Has Samsung actually managed to iron out Flaws in Foldable Devices?

843

Samsung just recently unveiled it’s latest foldable device – the Galaxy Z Flip – only a few months after the Galaxy Fold had been postponed due to “technical problems”. What exactly were these technical problems, you might ask? Well, the smartphone giant faced major backlash when users worldwide discovered their Foldable Display’s snapped, cracked and broken.

The initial problem was pegged to a removable screen protector that simply wasn’t flexible enough to withstand the daily opening and closing movement.

Since then, Samsung developed first-of-its-kind foldable ‘glass’ that can withstand up to 200k folds. This Ultra-Thin Glass (UTG) is standard on all Z Flips.

Putting the UTG to the test

Smartphone users around the world were a bit more sceptical during Samsung’s second attempt at a foldable. Some users even pushed the device to its limits.

TechWeez reports, “Zack from the popular YouTube channel, JerryRigEverything, decided to take that display for a test. The results were different from what Samsung was claiming from their press releases”.

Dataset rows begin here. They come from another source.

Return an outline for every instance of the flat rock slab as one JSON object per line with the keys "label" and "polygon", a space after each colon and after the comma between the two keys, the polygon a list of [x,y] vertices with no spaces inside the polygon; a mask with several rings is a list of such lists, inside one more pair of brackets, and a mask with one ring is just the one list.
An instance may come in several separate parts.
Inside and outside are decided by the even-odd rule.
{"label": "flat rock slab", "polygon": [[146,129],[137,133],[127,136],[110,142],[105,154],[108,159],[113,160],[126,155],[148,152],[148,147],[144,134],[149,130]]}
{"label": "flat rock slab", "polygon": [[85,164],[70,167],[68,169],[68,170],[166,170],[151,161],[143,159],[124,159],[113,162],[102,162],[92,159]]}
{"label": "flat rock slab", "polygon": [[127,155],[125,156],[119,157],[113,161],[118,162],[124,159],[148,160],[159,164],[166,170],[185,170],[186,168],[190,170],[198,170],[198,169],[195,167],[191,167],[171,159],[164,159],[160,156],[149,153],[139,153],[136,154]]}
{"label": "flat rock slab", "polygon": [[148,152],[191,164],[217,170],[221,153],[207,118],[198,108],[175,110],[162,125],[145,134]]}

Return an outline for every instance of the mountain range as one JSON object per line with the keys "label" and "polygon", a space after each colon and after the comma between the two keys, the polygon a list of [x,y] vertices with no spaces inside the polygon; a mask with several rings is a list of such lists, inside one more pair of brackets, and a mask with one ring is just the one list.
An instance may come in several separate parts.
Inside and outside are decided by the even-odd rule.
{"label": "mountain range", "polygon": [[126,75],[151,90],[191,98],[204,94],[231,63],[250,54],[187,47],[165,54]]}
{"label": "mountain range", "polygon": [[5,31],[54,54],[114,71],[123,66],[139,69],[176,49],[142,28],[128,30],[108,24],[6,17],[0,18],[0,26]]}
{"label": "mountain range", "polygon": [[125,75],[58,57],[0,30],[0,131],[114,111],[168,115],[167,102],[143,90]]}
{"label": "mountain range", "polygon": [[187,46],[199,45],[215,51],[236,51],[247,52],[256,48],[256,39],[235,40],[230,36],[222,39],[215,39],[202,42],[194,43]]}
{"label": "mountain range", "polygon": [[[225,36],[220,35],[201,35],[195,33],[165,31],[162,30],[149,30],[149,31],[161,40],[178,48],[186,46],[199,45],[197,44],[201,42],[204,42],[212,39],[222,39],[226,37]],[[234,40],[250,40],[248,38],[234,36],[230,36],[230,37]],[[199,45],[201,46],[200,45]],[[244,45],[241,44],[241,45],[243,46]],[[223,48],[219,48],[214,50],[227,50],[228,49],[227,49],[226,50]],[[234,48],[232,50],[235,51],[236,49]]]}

“Zack found out that the display started showing marks with the number 2 Mohrs hardness pick which is reserved for gypsum.”

“Continuing onward we can see deeper grooves happening at level 3. This is exactly how a plastic screen would react, like how we saw in the Galaxy Fold, the Motorola RAZR and basically every other plastic screen smartphone ever made,” says Zach. He could “physically feel the pick to start cutting the display surface open”.

“Samsung is calling this glass but this display clearly doesn’t have the scratch resistance or structural benefits that customers are expecting from glass,” he added.

Is Samsungs Ultra-Thin Glass really made from glass? 

Zach believes that Samsung could have made a “hybrid plastic polymer with little specks of glass ingredients inside” which would explain why the display was susceptible to the scratches. However, there’s no comment on whether the Z Flip will soon see the same fate as the Fold.